El abrazo de Dylan Brian

  A Dylan Brian

Dylan Brian quiso abrazarme. Eso fue así. Pero no se animaba. Su abuela, más lejos, en lo alto de la barranca, insistía para que dejara de molestarme. No, no me molesta, al contrario, señora. Hasta que vino a buscarlo. El pequeño se agarró de ella y empezó a caminar pero el torso y la cara seguían hacia mí. Y yo sonreía. Le sonreía.

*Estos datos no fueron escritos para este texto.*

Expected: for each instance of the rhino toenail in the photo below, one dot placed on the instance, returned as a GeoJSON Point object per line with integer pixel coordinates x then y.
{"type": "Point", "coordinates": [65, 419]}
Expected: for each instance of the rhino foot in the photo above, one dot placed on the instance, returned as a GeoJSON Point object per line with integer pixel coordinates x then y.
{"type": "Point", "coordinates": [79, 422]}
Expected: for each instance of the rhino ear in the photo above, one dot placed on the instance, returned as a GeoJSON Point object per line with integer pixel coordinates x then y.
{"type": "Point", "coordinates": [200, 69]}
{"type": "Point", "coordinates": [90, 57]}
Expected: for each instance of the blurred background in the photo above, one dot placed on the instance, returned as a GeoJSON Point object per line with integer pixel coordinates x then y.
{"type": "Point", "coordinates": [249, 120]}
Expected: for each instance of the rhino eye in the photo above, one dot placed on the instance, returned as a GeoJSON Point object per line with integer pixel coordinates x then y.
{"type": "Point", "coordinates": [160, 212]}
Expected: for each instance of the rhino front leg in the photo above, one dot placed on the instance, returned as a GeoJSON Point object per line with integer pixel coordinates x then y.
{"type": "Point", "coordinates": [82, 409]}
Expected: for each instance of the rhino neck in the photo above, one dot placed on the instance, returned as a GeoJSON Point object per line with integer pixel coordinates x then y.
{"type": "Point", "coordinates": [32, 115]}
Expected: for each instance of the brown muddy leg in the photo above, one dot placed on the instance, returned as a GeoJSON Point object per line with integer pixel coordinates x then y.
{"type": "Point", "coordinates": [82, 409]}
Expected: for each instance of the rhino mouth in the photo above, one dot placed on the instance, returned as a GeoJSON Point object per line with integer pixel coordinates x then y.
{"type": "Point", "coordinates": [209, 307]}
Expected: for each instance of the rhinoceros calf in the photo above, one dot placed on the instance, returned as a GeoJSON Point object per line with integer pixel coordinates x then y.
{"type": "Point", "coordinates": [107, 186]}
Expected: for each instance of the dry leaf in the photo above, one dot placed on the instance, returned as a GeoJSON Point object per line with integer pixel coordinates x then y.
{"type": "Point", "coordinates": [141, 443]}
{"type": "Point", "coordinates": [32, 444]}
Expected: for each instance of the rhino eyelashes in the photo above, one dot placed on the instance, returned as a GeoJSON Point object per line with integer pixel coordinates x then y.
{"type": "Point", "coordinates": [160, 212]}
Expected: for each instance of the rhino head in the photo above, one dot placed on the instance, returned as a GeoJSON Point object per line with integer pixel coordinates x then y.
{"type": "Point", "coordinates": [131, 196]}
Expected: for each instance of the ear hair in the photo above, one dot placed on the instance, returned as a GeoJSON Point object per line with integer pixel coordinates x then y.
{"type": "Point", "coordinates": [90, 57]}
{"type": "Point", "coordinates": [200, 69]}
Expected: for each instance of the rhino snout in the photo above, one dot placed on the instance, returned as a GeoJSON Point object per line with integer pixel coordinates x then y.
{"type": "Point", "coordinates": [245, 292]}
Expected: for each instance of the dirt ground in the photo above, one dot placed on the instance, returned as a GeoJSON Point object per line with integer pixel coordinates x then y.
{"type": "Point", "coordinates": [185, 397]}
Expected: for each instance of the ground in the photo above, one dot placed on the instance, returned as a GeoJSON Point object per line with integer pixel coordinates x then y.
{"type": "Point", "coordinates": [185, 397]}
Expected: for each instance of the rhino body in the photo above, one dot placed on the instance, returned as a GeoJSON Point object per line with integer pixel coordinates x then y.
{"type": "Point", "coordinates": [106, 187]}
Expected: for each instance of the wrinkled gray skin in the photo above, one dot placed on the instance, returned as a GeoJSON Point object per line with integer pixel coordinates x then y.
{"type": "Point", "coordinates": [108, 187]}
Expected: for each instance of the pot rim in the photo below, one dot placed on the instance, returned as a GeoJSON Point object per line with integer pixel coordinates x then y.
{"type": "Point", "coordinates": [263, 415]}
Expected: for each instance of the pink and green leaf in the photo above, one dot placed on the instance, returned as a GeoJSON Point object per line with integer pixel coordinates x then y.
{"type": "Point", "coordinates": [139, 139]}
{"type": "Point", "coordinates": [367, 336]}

Aunque me hubiese llenado de pasto porque él es “un gran cavador de pozos”. Aunque hubiese interrumpido mi lectura de Shakespeare durante unos cuarenta minutos en los que me dijo que:

No le gustan las teles grandes y por eso no va al cine.
No le gusta bañarse porque tiene miedo de que le entre agua en los oídos.
Sus amigos no quieren jugar con él porque él… bueno, él los reta.
No le gusta la playa porque una vez su hermanita casi se pierde. Y la gente empezó a hacer aplausos. ¿Y si yo me pierdo y mi papá y mi mamá no me encuentran? Eso no va a pasarte nunca, ¿cómo te llamás? Dylan Brian. Ok. Eso no va a pasarte nunca, Dylan, porque vos estás conectado con tu papá y tu mamá desde acá. ¿Acá? Me preguntó imitando mi gesto, la manito en su pecho. Te lo juro. Nunca te vas a perder. Y si te entra agua en el oído es bueno, porque el oído se baña, le hace bien. Y es muy lindo ir al cine, porque te reís con los otros chicos, y la risa de los otros da más risa. Y si me permitís el consejo quiero decirte que si te concentrás en retar dejás de jugar. ¿Cotresar?, ¿qué es eso? Con-cen-trar. Si retás dejás de jugar. Jugá como conmigo ahora, que no me retás y sos divino. ¿O no sos divino? Mi papá y mi mamá ya no se quieren. Pero te aman, ¿lo sabés?, más que a nada en el mundo. ¿Vos me querés?

Yo no hice ninguna pausa, contesté inmediatamente, pero la sentí.

Por supuesto que te quiero, Dylan.

Cambió de tema y después vino la despedida.

Dylan Brian realmente quiso abrazarme, se soltó de su abuela, vino corriendo entusiasmado pero se frenó. Para mí que querés darme un abrazo. No. Yo creo que sí. Sonrió. Yo también, dije, pero me da vergüenza. Sonrió y se escondió detrás de un árbol. Abracé el árbol. El entendió e imitó mi gesto, todo el pecho contra el tronco. Y extendió sus pequeños brazos, riendo. Y nos abrazamos, porque fue así, con el  árbol en medio de ambos. Su abuela también reía, tímida, mientras yo, agarrándole esas manitos que tendrían unos 4 años, le deseaba que nunca más tuviera miedo y que se sintiera amado para siempre.